Ma Albore Mascia, contattato dal Centro, ha cercato di tranquillizzare i consiglieri più diffidenti. «I lavori sono appena partiti e dureranno 189 giorni», ha ricordato l’assessore, «quindi, abbiamo sei mesi di tempo per organizzarci per i nuovi parcheggi. Stiamo predisponendo il trasferimento del materiale di cantiere che si trova attualmente nell’area dell’ex distributore di carburante dopo il ponte Risorgimento per iniziare a lavorare alla realizzazione del nuovo parcheggio con una trentina di nuovi posti auto».
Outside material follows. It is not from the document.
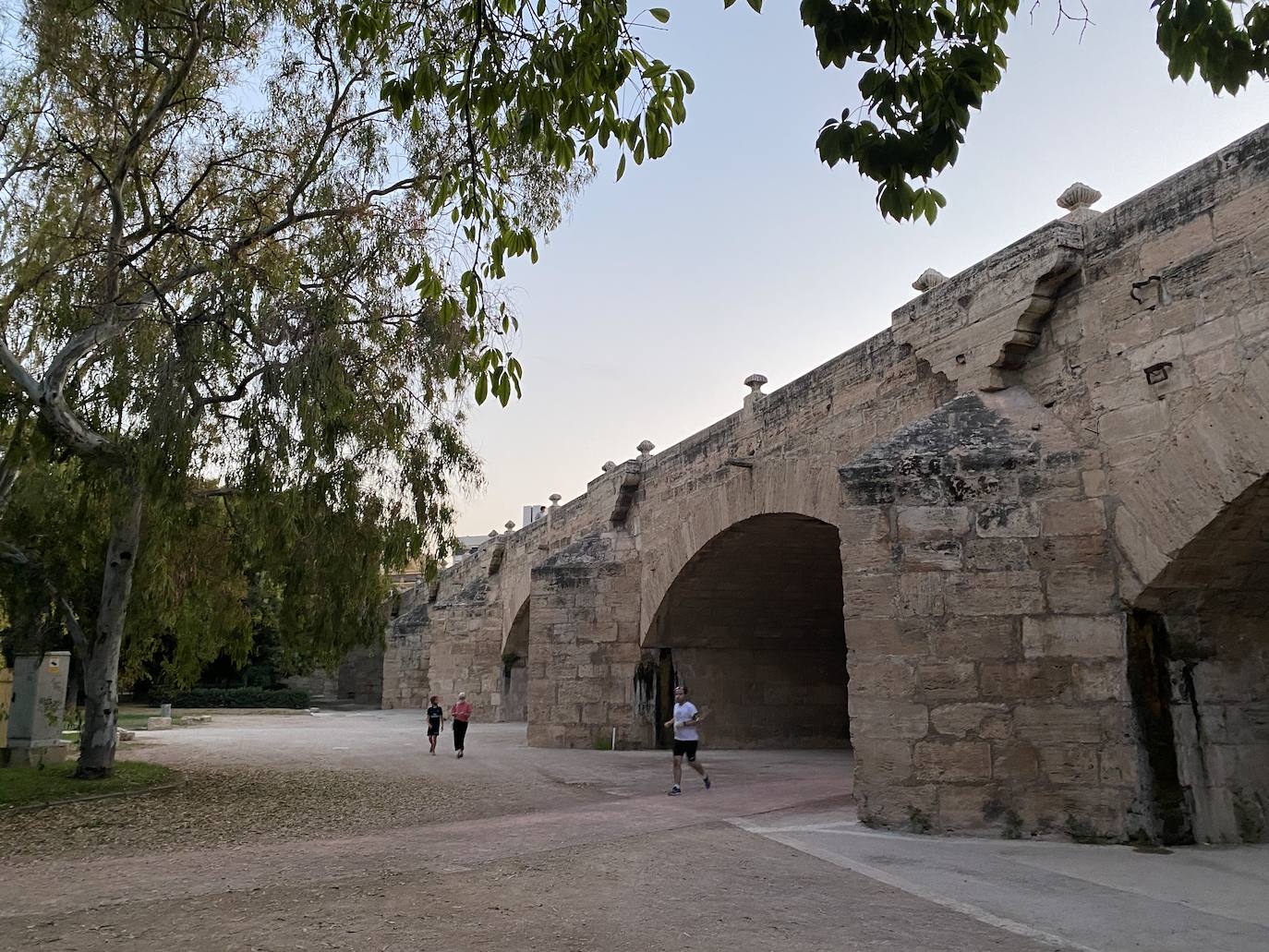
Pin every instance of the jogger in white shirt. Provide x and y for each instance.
(685, 739)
«Un altro parcheggio», ha fatto presente, «è previsto in via Nazario Sauro e quella è un’area che abbiamo già acquisito, bisognerà solo attrezzarla. Lì, recupereremo altri posti auto. Poi, abbiamo l’area dell’Enel in viale Marconi. La società sta chiedendo il permesso per l’occupazione del suolo pubblico per la ristrutturazione dell’edificio e terminato questo lavoro chiederemo di realizzare lì un parcheggio. Quelli che richiederanno più tempo per la realizzazione sono nell’area del supermercato Lidl, per cui si sta perfezionando la richiesta di carattere urbanistico per l’acquisizione di quello spazio che consentirà di far sostare 40-50 auto. Infine, c’è l’area dell’ex Di Bartolomeo, per cui si sta aspettando il deposito dell’iniziativa di carattere urbanistico e dove si prevedono ben 300 posti auto». «Quindi», ha concluso Albore Mascia, «non prevedo particolari problemi. È chiaro che tutto è preordinato dai privati che dovranno depositare all’ufficio Urbanistica le loro iniziative». «Ora, però», ha concluso, «dovremo avviare anche un’interlocuzione con i commercianti di via Pepe per studiare una sistemazione per il mercato. Lì, si dovranno liberare degli spazi per poter portare il materiale di cantiere che verrà trasferito dall’area carburante per realizzare i nuovi parcheggi».
I presidenti delle commissioni Mobilità e Lavori pubblici Armando Foschi e Massimo Pastore, tuttavia, non nascondono una certa preoccupazione sulla questione dei parcheggi. «Riteniamo», hanno commentato, «che, a fronte di un cantiere che sta correndo velocemente, l’allestimento di quei posti auto sia fondamentale per non lasciare scoperta la zona strategica in cui insistono attività commerciali storiche, uffici e residenze».